Mogadishu – A new terrorist attack has left at least seven people dead in the Somali capital. This is the second attack in a week. Militants of the terrorist group Harakat al-Shabaab al-Mujahideen (better known as Al-Shabaab) used two car bombs, which were crashed into the door of the headquarters of the Criminal Investigation Department.
Taking advantage of the commotion three armed militants rushed inside, where thirty minutes of gunfire followed. Security forces frustrated the attack and shot dead the gunmen. Ali Mohamed, a police officer, has confirmed seven fatalities, although other sources, such as Hussein Ali, another police officer claimed as much as ten deaths, including five civilians.
Another fifteen people are severely wounded and are being treated at nearby hospitals. Al-Shabaab lost five militants, the three gunmen and other two that died in the car bombings. The Criminal Investigation Department is the place where Al-Shabaab suspects are interrogated and held in custody.
A bloody group
Although Al-Shabaab areas of operation are Somalia and Yemen, group militants carried a deadly attack on Kenya in April last year.
Armed militants rushed into the Garissa University College in Garissa, keeping 700 students hostage, killing 148 for being Christian, and wounded more than 80. The siege ended when the four militants were shot. The attack became the deadliest in Kenya since the bombings in the United States embassy in 1998.

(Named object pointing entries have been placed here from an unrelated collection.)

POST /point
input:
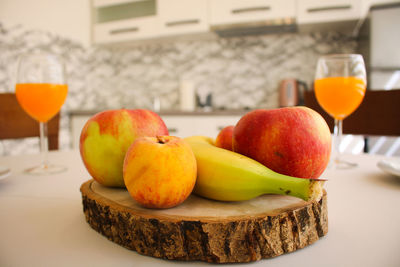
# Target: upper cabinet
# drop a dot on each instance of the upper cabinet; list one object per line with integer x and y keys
{"x": 239, "y": 11}
{"x": 131, "y": 20}
{"x": 316, "y": 11}
{"x": 123, "y": 20}
{"x": 178, "y": 17}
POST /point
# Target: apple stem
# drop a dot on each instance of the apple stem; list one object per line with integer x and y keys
{"x": 162, "y": 139}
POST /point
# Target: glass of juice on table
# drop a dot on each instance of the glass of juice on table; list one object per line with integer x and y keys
{"x": 41, "y": 90}
{"x": 340, "y": 84}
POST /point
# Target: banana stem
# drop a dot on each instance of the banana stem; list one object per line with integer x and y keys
{"x": 276, "y": 183}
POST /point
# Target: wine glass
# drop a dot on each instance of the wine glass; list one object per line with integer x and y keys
{"x": 340, "y": 84}
{"x": 41, "y": 90}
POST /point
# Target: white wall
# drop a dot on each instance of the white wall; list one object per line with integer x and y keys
{"x": 67, "y": 18}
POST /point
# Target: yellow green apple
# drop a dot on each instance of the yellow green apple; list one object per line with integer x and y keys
{"x": 106, "y": 137}
{"x": 294, "y": 141}
{"x": 224, "y": 138}
{"x": 160, "y": 172}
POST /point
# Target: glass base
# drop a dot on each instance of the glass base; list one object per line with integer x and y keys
{"x": 45, "y": 168}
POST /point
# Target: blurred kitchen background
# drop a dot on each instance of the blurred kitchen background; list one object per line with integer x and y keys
{"x": 199, "y": 64}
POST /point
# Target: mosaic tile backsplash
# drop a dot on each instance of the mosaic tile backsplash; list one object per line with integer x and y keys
{"x": 240, "y": 72}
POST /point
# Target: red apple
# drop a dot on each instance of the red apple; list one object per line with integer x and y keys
{"x": 224, "y": 138}
{"x": 294, "y": 141}
{"x": 160, "y": 172}
{"x": 106, "y": 137}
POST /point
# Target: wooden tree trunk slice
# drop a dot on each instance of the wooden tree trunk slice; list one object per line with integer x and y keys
{"x": 206, "y": 230}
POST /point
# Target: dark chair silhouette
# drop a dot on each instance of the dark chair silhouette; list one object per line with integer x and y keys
{"x": 378, "y": 114}
{"x": 15, "y": 123}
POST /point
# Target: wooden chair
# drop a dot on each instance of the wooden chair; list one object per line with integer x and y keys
{"x": 15, "y": 123}
{"x": 378, "y": 114}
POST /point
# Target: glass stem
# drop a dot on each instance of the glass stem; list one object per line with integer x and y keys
{"x": 337, "y": 132}
{"x": 43, "y": 143}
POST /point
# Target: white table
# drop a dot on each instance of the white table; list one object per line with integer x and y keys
{"x": 42, "y": 221}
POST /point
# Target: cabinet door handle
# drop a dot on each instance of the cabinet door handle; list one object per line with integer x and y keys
{"x": 182, "y": 22}
{"x": 250, "y": 9}
{"x": 125, "y": 30}
{"x": 328, "y": 8}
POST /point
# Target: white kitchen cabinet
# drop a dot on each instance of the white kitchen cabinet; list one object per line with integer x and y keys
{"x": 239, "y": 11}
{"x": 124, "y": 20}
{"x": 178, "y": 17}
{"x": 316, "y": 11}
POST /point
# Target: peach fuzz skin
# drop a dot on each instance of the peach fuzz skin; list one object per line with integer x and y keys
{"x": 294, "y": 141}
{"x": 106, "y": 137}
{"x": 160, "y": 172}
{"x": 224, "y": 138}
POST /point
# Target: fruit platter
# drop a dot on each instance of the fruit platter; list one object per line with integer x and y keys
{"x": 252, "y": 193}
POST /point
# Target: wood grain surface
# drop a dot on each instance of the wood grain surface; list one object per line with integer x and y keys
{"x": 206, "y": 230}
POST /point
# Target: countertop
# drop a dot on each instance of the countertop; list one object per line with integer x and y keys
{"x": 225, "y": 112}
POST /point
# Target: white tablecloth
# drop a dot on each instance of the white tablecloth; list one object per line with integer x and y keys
{"x": 42, "y": 221}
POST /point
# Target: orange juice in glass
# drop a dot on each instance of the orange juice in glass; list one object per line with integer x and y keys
{"x": 41, "y": 90}
{"x": 339, "y": 96}
{"x": 340, "y": 85}
{"x": 42, "y": 101}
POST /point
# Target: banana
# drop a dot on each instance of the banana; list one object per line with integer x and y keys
{"x": 229, "y": 176}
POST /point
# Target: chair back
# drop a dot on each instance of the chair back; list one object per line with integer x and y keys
{"x": 378, "y": 114}
{"x": 15, "y": 123}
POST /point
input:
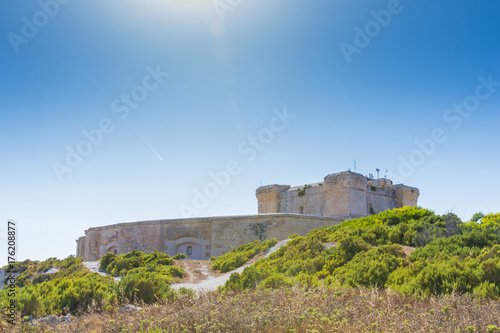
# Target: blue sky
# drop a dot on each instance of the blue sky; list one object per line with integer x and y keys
{"x": 284, "y": 91}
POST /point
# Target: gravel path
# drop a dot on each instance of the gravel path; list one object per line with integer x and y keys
{"x": 94, "y": 266}
{"x": 212, "y": 283}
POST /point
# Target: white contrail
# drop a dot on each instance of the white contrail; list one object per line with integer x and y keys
{"x": 135, "y": 129}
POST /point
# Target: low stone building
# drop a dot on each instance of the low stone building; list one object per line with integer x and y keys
{"x": 283, "y": 210}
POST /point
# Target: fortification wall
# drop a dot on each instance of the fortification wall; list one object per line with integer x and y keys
{"x": 342, "y": 195}
{"x": 206, "y": 237}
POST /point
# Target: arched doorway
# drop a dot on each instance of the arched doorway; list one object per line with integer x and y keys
{"x": 190, "y": 249}
{"x": 113, "y": 249}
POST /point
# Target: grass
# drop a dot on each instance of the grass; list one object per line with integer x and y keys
{"x": 295, "y": 310}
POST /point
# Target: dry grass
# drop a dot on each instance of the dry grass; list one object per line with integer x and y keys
{"x": 296, "y": 310}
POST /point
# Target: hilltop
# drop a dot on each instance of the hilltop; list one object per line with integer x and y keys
{"x": 408, "y": 266}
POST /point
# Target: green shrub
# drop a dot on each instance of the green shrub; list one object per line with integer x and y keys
{"x": 146, "y": 287}
{"x": 179, "y": 256}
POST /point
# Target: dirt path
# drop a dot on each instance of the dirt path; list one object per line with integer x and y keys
{"x": 208, "y": 280}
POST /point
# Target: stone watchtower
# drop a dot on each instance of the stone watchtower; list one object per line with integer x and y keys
{"x": 343, "y": 195}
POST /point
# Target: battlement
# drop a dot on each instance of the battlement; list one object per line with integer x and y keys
{"x": 342, "y": 195}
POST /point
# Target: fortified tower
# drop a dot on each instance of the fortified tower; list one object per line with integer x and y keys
{"x": 342, "y": 195}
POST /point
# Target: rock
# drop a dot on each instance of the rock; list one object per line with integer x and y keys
{"x": 130, "y": 308}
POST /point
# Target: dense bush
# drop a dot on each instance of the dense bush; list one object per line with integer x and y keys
{"x": 154, "y": 262}
{"x": 451, "y": 256}
{"x": 239, "y": 256}
{"x": 73, "y": 289}
{"x": 146, "y": 287}
{"x": 179, "y": 256}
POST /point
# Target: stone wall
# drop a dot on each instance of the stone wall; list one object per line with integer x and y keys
{"x": 342, "y": 196}
{"x": 206, "y": 237}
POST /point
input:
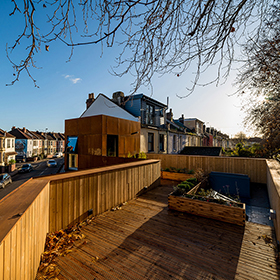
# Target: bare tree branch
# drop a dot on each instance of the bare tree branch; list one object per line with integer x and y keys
{"x": 157, "y": 36}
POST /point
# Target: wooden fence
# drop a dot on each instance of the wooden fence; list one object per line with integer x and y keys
{"x": 253, "y": 167}
{"x": 273, "y": 188}
{"x": 97, "y": 190}
{"x": 50, "y": 203}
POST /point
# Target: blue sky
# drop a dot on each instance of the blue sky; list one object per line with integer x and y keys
{"x": 64, "y": 87}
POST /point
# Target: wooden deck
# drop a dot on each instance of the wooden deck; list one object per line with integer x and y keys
{"x": 145, "y": 240}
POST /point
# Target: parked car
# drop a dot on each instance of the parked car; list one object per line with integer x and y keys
{"x": 58, "y": 155}
{"x": 26, "y": 168}
{"x": 20, "y": 158}
{"x": 51, "y": 163}
{"x": 5, "y": 179}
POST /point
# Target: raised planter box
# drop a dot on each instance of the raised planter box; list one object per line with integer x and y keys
{"x": 175, "y": 176}
{"x": 229, "y": 214}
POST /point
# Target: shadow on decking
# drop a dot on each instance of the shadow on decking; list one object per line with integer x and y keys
{"x": 145, "y": 240}
{"x": 175, "y": 245}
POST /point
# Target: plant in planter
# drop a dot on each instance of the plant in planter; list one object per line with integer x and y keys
{"x": 201, "y": 200}
{"x": 12, "y": 161}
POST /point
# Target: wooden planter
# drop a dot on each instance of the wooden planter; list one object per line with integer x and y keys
{"x": 175, "y": 176}
{"x": 229, "y": 214}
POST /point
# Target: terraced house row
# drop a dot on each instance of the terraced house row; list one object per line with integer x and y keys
{"x": 22, "y": 144}
{"x": 125, "y": 126}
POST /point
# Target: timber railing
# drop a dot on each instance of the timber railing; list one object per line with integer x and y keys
{"x": 53, "y": 202}
{"x": 255, "y": 168}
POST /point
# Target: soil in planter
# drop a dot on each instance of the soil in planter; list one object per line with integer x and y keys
{"x": 179, "y": 170}
{"x": 184, "y": 189}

In February 2016, the group claimed responsibility for the bombing of the Daallo Airlines Flight 159, which occurred twenty minutes after the plane took off from Mogadishu airport.
— Live From Mogadishu (@Daudoo) July 31, 2016
On Tuesday, another couple of car bombs exploded near the capital’s airport, the African Union and the United Nations headquarters, killing 13 people. Experts have warned the attacks might get more frequently as the presidential election due in August comes closer, but it’s only a hypothesis.
Al-Shabaab used to be the militant youth movement of the Islamic Courts Union, a group of Sharia courts that united themselves against the Transitional Federal Government of Somalia, backed up by the United Nations.
When the Courts were defeated in 2006, they splintered into several other groups. Al-Shabaab aim is to create a fundamentalist Islamic state in Somalia. In recent times Al-Shabaab has stopped being a ‘youth’ group, urging elders, and even women to join their armed forces.
In 2012, the group claimed alliance with Al-Qaeda. It was also denounced by United States Arm General Carter Ham denounced Al-Shabaab, and Nigeria-based Boko Haram was discussing the possibility of sharing funds, training, and equipment.
The group’s allegiance to Al-Qaeda has attracted the Islamic State of Iraq and the Levant’s (ISIL) attention. In 2015 ISIL issued videos urging Al-Shabaab to switch its loyalty from Al-Qaeda to ISIL.
Al-Shahabad responded by forbidding its militants of speaking about ISIL and reinforcing their fidelity towards Al-Qaeda, even going as far as to detain activists who were supportive of ISIL. In response to these actions, Al-Shabaab suffered defections in its ranks, especially in the Kenyan border
— China Xinhua News (@XHNews) July 31, 2016
At the end of 2015, the two groups have had bloody encounters, where they both have lost men.